According to Neurath, Descartes’ error was to draw too sharp a contrast between theoretical knowledge and practical action. In science no less than in practice, we are often like Descartes’ lost wanderers, forced to begin from premises that are at best probable and to appeal to data that admit various interpretations. Or, to use Neurath’s famous analogy, “we are like sailors who have to rebuild their ship on the open sea, without ever being able to dismantle it in dry-dock and reconstruct it from its best components.” Scientific theories — even those of the “exact” sciences such as physics — are vindicated by their overall success, not by the indubitability of their first principles or base-level observations.

How, then, are we to draw conclusions? Neurath’s answer was what he called “auxiliary motives” — motives other and more than pure logic or pure observation. Considerations of simplicity (think Ockham’s razor), elegance, efficacy, and even, Neurath believed, those of ethics or politics may be permissible, even necessary, to help us make sense of and build on empirical data. It may be psychologically comforting to believe there is a simple algorithm for generating scientific certainty — and thus for sharply separating thought from action and data from judgment. But, Neurath maintained, such a belief is a mark of “pseudo-rationality.” Better to be open and honest about the many and varied motivations that go into scientific inquiry and the corrigibility of the conclusions that follow.

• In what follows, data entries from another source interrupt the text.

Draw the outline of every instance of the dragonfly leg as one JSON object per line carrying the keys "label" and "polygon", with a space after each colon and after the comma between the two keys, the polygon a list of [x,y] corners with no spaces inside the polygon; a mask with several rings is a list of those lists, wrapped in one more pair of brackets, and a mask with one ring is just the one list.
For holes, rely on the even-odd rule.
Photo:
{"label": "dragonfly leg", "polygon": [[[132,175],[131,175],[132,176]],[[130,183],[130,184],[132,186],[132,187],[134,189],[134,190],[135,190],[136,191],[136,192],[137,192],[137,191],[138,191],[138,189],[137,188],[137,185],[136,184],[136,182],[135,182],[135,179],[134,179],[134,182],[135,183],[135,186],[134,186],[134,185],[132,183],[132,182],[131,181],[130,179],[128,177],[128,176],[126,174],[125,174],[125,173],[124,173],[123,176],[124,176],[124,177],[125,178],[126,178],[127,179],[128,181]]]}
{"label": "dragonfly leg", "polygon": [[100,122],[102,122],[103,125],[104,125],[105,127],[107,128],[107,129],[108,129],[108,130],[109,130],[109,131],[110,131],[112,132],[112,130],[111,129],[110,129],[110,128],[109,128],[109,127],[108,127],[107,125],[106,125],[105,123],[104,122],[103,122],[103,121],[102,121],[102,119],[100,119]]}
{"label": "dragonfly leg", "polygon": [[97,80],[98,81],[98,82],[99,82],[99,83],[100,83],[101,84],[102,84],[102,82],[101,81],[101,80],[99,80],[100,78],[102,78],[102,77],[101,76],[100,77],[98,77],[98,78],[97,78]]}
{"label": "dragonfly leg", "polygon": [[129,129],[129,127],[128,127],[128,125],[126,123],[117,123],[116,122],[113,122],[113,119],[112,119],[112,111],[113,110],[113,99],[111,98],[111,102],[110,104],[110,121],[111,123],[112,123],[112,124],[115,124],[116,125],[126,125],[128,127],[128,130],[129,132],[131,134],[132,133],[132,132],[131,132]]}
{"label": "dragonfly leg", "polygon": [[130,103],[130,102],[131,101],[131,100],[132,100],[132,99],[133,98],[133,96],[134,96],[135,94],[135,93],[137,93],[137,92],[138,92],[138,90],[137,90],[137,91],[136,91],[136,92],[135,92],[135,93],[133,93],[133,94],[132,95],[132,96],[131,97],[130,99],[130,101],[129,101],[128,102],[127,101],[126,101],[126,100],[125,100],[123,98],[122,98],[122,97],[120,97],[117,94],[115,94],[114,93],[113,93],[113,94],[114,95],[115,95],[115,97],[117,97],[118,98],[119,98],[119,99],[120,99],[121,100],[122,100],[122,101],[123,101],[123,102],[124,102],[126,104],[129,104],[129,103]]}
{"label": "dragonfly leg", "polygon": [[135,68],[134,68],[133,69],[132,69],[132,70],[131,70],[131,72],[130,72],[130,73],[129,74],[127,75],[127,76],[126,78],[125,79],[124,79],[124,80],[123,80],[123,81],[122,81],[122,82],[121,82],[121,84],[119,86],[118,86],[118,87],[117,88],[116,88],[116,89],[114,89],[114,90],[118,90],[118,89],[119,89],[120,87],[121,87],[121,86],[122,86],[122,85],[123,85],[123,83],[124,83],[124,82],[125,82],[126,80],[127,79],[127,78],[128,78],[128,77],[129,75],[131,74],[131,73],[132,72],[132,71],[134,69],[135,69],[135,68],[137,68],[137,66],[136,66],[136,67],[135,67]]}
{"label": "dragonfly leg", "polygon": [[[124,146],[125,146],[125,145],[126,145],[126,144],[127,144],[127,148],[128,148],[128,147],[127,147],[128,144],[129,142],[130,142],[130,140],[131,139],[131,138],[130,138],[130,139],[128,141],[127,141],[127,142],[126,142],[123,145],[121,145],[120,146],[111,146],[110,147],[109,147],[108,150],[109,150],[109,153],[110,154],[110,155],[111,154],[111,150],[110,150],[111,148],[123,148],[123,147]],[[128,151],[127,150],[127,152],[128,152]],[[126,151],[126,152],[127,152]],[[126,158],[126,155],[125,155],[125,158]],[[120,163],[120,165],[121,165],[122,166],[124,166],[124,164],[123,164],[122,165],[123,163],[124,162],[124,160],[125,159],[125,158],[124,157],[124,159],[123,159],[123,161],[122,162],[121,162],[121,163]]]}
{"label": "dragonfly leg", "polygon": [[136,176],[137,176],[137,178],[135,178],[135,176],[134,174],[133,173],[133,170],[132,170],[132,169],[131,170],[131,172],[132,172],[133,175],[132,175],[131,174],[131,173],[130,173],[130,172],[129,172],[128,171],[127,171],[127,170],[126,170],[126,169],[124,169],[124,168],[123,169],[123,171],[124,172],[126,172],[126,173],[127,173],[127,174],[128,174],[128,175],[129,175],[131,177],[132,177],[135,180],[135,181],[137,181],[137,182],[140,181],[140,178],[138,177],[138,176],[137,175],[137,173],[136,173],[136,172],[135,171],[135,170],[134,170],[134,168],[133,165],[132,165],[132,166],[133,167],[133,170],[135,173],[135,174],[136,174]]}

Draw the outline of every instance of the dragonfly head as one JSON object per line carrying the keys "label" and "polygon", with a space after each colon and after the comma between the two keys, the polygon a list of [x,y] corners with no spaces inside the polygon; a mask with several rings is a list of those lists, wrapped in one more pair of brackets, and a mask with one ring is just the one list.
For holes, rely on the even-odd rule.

Whether or not you accept Neurath’s overall picture of scientific knowledge, it is clear enough that when it comes to epidemiology and related sciences — and, a fortiori, policy choices based on them — we are much more like Descartes’ wanderers. In this messy intermediate realm between pure theory and practice, it is often the case that “uncertainty is the only certainty there is,” as mathematician John Allen Paulos recently put it. If so, it would be unwise to seek certainty before deciding if and how to act. Reality will not wait around for us to acquire it.

This is not an excuse for rash action nor, necessarily, an argument for acting sooner rather than later. The point, rather, is that however we choose to act — whether or how to impose social distancing measures, say, or if and when to lift them — we are doing so under conditions of uncertainty. But that is not the same thing as saying we are acting arbitrarily or without knowledge. Data are essential to increase our knowledge and to inform our decisions. This is why it is paramount that our data be as bountiful and reliable as possible, and that we are clear, open, and honest about our margins of error. But no amount of data, no matter how good, will totally vanquish uncertainty.

Data are necessary, in other words, but never sufficient. Judgments — including ethical and political judgments — must inevitably enter into our decisions, even, perhaps especially, when they are informed by scientific data. When it comes to the coronavirus pandemic, for example, data are obviously crucial for determining whether and how to weigh public health risks against economic consequences as well as estimating what those risks are. But how could data ever settle these issues? Of necessity, such decisions must appeal to normative values that exceed what is given empirically. Consider that the very concept of a public health threat rests on moral and political determinations — value judgments — about health, safety, the public interest, and human life.

Data can never take the place of judgment. And while judging well requires data, to be sure, it depends above all on prudence. When the dust of this pandemic settles, it will not be our policymakers’ data that will be scrutinized so much as their judgments about what to do in light of the data.